The Ponzi scheme’s victims denounce him as cold-hearted, dishonest, and just plain wrong. No, they are not describing Bernard Madoff, the author of the fraud that has ruined their lives. They are criticizing Irving Picard, the New York lawyer and trustee who has been appointed to represent their interests in the tangled scandal. As claims flow in from thousands of victims, Mr. Picard and his legal team are quietly making life-shaping decisions every day. They decide who will be paid quickly, who will be paid eventually, who will not be paid at all, and who will be asked to pay back money they got years ago. It is not a job for the thin-skinned.
“Cold, cold, cold,” one writer said of Mr. Picard in an open letter on a website. “Get off your false moral high ground and pay already,” another demanded, in comments posted on The New York Times website.
A third critic, a lawyer and Madoff victim named Helen Davis Chaitman, complained that her clients “have been forced to go on welfare, use food stamps, and sell their homes for a fraction of what they are worth” because claims were being paid too slowly.
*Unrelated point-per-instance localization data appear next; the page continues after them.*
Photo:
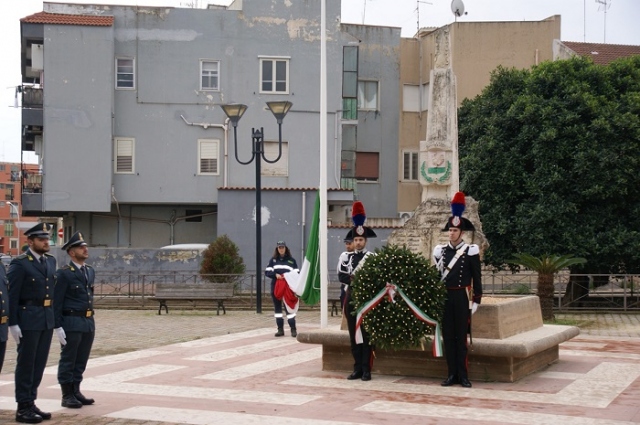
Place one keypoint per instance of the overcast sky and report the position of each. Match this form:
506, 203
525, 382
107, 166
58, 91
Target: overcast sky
582, 20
“He’s standing in the middle of a whirlwind of emotion and has to act like Solomon,” said Kenneth Feinberg, who ran the federal compensation fund for victims of the 9/11 terrorist attacks and perhaps has the best idea of what the Madoff trustee’s job entails. Like Mr. Feinberg in his day, Mr. Picard must work both in public— primarily in the federal courts in Manhattan— and in private, at the offices of Baker Hostetler in an Art Deco office tower in Rockefeller Center. His public work has made headlines: Seeking to recover more than $10.1 billion, Mr. Picard has sued several prominent Madoff victims, accusing them of being willing beneficiaries of the fraud. He has settled with two offshore hedge funds and gathered a total of $1.25 billion for victims, so far. And he has created a hardship program to speed compensation to victims facing serious financial emergencies, like the loss of medical care or foreclosure. In the first two weeks of that program, 59 out of 144 hardship requests have been approved. Until now, the most demanding and delicate part of Mr. Picard’s work— creating a process for determining who will get up to $500,000 in upfront compensation— has been done largely out of the public eye. Mr. Picard could defend the need for privacy. He was working in a crime scene and sharing records with law enforcement. But with the claims-paying machine finally in shape— and approaching a cruising speed of nearly one hundred cases a week— Mr. Picard agreed to talk publicly about how it operates. “It has taken us awhile to get to this point,” he acknowledged. “But I think we are getting into a rhythm now where we can move things along more quickly.”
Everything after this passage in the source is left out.